Google’s technology and capability is understandably in an another league compared to local companies, but as of today there is no support for Estonian language. With Cloud Speech, we achieved the closest result to Estonian language with Finnish, voice type set to WaveNet. The responses were immediate and the number recognition accurate, but the overall tone of the speech and the nuances were Finnish by nature.
Neurokõne, the prototype of University of Tartu NLP research group managed to recognize numbers correctly and response times were reasonable. The only downside with Neurokõne is the fact that the input can only be maximum of 200 characters, which is not ideal but manageable for virtual assistants. Other than that, Neurokõne speech synthesizer with active development team and regular updates seems to be the best solution currently available. Another cool thing about Neurokõne is that they offer custom made speech synthesis models for your projects and could even use your own voice for truly unique experience.

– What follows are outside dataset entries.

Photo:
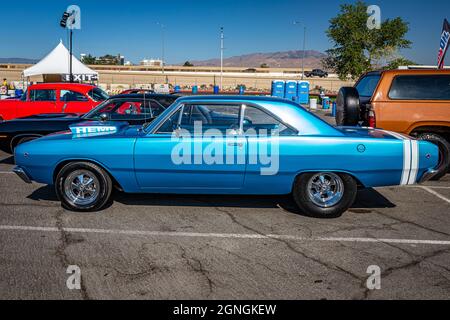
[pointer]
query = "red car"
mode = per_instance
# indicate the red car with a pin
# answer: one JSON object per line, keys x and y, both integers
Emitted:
{"x": 53, "y": 98}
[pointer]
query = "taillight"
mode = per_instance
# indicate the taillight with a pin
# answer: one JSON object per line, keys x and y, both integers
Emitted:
{"x": 372, "y": 119}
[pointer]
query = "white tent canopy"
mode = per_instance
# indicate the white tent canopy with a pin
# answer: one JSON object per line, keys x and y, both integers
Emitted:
{"x": 57, "y": 62}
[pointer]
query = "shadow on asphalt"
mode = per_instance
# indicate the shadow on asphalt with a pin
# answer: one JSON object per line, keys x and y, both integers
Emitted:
{"x": 367, "y": 199}
{"x": 9, "y": 160}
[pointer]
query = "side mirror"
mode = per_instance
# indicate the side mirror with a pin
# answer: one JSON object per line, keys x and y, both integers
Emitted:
{"x": 104, "y": 117}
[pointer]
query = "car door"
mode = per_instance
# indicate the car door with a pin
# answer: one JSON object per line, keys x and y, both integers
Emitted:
{"x": 274, "y": 149}
{"x": 40, "y": 101}
{"x": 198, "y": 148}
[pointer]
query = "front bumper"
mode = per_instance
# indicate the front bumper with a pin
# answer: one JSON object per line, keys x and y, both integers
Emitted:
{"x": 428, "y": 175}
{"x": 22, "y": 174}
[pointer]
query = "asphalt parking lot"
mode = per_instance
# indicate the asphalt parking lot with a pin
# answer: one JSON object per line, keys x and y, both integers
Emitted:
{"x": 222, "y": 247}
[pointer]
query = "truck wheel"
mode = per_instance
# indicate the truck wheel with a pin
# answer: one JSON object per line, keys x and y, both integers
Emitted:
{"x": 324, "y": 194}
{"x": 444, "y": 153}
{"x": 83, "y": 187}
{"x": 347, "y": 107}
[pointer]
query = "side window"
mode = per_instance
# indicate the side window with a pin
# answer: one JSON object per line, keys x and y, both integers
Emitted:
{"x": 258, "y": 122}
{"x": 72, "y": 96}
{"x": 224, "y": 118}
{"x": 217, "y": 117}
{"x": 367, "y": 85}
{"x": 171, "y": 124}
{"x": 421, "y": 87}
{"x": 154, "y": 108}
{"x": 42, "y": 95}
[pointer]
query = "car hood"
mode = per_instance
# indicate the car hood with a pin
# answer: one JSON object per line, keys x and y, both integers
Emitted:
{"x": 96, "y": 129}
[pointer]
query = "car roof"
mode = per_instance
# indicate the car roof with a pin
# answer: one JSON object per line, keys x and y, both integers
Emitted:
{"x": 235, "y": 98}
{"x": 417, "y": 71}
{"x": 79, "y": 86}
{"x": 146, "y": 95}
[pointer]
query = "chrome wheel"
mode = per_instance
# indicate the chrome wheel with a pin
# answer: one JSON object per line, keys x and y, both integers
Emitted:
{"x": 325, "y": 189}
{"x": 82, "y": 187}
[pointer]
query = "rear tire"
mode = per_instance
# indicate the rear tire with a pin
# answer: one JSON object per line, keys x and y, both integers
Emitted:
{"x": 314, "y": 203}
{"x": 83, "y": 187}
{"x": 444, "y": 153}
{"x": 347, "y": 107}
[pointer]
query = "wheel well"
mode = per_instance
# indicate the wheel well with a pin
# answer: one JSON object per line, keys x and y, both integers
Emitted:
{"x": 358, "y": 182}
{"x": 61, "y": 165}
{"x": 441, "y": 130}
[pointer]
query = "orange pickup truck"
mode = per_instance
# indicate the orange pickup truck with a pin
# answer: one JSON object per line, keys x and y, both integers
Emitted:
{"x": 412, "y": 102}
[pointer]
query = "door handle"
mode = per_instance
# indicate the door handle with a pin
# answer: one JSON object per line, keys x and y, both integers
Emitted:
{"x": 235, "y": 144}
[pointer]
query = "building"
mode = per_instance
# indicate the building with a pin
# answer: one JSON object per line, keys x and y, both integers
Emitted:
{"x": 151, "y": 63}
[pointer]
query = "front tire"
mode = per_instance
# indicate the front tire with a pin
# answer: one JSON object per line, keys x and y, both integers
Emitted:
{"x": 83, "y": 187}
{"x": 444, "y": 153}
{"x": 324, "y": 195}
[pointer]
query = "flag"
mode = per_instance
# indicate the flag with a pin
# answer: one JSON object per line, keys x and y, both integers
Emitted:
{"x": 443, "y": 46}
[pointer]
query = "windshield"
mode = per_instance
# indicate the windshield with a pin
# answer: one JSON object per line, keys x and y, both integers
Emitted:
{"x": 124, "y": 109}
{"x": 367, "y": 85}
{"x": 98, "y": 94}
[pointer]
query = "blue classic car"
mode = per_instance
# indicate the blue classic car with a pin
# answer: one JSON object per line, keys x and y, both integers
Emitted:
{"x": 225, "y": 145}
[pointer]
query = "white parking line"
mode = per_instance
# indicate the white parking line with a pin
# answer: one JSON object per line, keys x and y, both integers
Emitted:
{"x": 440, "y": 196}
{"x": 223, "y": 235}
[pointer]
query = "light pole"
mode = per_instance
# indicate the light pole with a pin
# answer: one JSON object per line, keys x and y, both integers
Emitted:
{"x": 162, "y": 45}
{"x": 221, "y": 57}
{"x": 304, "y": 46}
{"x": 63, "y": 24}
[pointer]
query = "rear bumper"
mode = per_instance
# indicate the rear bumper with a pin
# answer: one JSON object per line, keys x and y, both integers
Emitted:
{"x": 428, "y": 175}
{"x": 22, "y": 174}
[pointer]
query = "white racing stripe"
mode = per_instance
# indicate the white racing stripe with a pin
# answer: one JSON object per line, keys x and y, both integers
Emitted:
{"x": 224, "y": 235}
{"x": 414, "y": 162}
{"x": 406, "y": 162}
{"x": 410, "y": 158}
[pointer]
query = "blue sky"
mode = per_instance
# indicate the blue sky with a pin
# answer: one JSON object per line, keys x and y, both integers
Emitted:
{"x": 192, "y": 26}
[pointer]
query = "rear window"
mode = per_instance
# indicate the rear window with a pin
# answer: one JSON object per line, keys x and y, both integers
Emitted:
{"x": 43, "y": 95}
{"x": 98, "y": 94}
{"x": 367, "y": 85}
{"x": 421, "y": 87}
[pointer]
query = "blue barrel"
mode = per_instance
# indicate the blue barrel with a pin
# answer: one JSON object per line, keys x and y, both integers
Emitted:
{"x": 291, "y": 90}
{"x": 333, "y": 111}
{"x": 18, "y": 93}
{"x": 278, "y": 88}
{"x": 326, "y": 103}
{"x": 303, "y": 92}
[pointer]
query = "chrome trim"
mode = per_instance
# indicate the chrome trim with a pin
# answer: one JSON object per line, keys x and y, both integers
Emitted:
{"x": 22, "y": 174}
{"x": 428, "y": 175}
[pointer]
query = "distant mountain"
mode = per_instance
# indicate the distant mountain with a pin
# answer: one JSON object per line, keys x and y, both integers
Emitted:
{"x": 18, "y": 60}
{"x": 282, "y": 59}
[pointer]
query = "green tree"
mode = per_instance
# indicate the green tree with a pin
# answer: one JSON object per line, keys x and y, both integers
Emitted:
{"x": 89, "y": 59}
{"x": 358, "y": 49}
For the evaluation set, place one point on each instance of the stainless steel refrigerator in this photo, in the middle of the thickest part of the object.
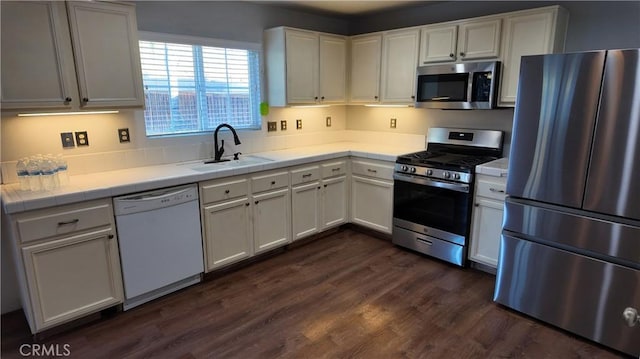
(570, 246)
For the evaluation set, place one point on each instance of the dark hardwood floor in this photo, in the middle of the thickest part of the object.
(348, 295)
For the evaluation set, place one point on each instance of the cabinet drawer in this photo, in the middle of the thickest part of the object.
(371, 169)
(334, 169)
(305, 174)
(66, 219)
(269, 181)
(494, 190)
(218, 191)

For Estonian STT one can use the real-time full-duplex speech recognition server based on the Kaldi toolkit and the GStreamer framework. It can also be tested in the browser. From practical development point of view, one should consider STT processing speed, when developing Estonian voice-enabled AI solutions. In our test, the STT depended quite heavily on the amount of input words (see table below).
Phrases with less than 10 words are still quite viable if there is desire for somewhat smooth user experience and interaction between the virtual assistant and a human. However, phrases longer than that already need more than 4 seconds of processing time, which is by no means immediate and may end up being restricting for real-time chat.
In conclusion, voice recognition and conversational AI technology have evolved significantly over last years. As voice recognition capabilities increase, use cases where conversational AI and voice recognition is unified, will also increase. However, if one wants to develop fully fledged conversational voice AI with smaller languages support (such as Estonian) today, the options are quite limited. Big tech companies and their technologies have an edge in English-based applications, but these advancements provide little use for smaller languages. Based on our experience from the practical standpoint the challenges with current Estonian Voice AI are correct number recognition, data processing speed and limited input characters. However, as these qualities improve over time, the Estonian language automated voice communication will also reach wider audiences.